Because it won’t be released for another two years, he thought . Well done, Daniel.
“Look, I’m doing this all wrong,” he said aloud. “Let’s start over. My name’s Danny Foster, and I promise I’m not a stalker or a nutter. I’m just–I’m having a very strange day.”
“Oh, are you? Because I’m beginning to think I’m having one as well.” She gave him a pointed look, and he squirmed.
“I know. It’s all my fault and I’m sorry, but if you could just give me five minutes. That’s all I’m asking for. We don’t have to go off alone together; we can just stand here and talk if you like.”
Jo let out a sharp, disbelieving laugh that reminded him more of her future self than anything she’d said or done so far. “You must be joking. This place is absolutely crawling with nuns.

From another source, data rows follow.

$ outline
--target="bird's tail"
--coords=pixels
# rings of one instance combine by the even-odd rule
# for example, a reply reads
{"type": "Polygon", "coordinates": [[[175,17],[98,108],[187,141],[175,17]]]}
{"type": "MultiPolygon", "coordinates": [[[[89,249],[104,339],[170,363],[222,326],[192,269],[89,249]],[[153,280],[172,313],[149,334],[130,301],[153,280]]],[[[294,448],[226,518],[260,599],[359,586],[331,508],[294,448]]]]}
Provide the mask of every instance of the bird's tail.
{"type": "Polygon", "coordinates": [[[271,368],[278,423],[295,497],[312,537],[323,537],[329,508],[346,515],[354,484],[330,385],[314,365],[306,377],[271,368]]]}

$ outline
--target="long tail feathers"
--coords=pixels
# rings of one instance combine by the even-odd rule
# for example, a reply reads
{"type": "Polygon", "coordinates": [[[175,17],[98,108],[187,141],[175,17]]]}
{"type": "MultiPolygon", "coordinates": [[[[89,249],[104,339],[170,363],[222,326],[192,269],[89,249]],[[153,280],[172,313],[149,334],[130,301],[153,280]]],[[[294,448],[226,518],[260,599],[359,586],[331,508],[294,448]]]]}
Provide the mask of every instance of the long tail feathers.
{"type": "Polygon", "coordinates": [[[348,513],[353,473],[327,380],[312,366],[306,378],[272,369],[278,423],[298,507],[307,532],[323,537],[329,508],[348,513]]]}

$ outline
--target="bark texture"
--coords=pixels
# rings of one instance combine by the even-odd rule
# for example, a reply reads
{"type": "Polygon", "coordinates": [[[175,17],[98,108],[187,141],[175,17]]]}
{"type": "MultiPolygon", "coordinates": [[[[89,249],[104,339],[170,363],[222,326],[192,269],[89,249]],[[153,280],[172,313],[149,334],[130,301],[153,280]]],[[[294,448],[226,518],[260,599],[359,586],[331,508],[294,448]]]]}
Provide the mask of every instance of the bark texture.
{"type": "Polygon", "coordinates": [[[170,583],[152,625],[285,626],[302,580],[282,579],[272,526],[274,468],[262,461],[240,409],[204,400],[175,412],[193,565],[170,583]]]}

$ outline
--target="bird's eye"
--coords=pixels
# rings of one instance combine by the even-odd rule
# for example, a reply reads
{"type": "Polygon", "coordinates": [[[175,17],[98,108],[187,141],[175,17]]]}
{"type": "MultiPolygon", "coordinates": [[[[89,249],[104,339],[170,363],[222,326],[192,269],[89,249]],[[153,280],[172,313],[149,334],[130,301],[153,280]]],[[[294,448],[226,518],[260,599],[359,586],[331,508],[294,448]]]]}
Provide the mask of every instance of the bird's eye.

If they see a strange man talking to one of us near the school, they’ll kill you first and phone the police after, and they’ll probably be right to.”
Danny ran his hands through his wet hair in frustration. “All right, I get that, but isn’t there someplace else public where we could go? Someplace where you’d feel safe talking? I swear that’s all I want to do.”
“Yes, you said.” Jo bit her lip and glanced over her shoulder at the last stragglers disappearing inside the school’s main entrance. “Shit. Look, I really do have to go, but…you don’t actually look like a murderer, and you’re just odd enough for me to want to know what you think you need to tell me so badly. I’m busy all day, but can you come back at four?”
“Yes,” Danny said, relieved. “I’ll be here—”
“No, no, not here. There’s a café in the next road over. Meet me there.”
“Of course, whatever you like. Thanks very much.”
“Don’t thank me yet.” She readjusted the strap of her bag on her shoulder. “I’ll wait for ten minutes and that’s all, so don’t be late. And don’t do anything weird, or I’ll have the nuns after you, and believe me, you’ll wish it were only the police.”
“I won’t.”
“We’ll see about that,” Jo said forbiddingly, and departed through the gate, leaving Danny alone on the pavement.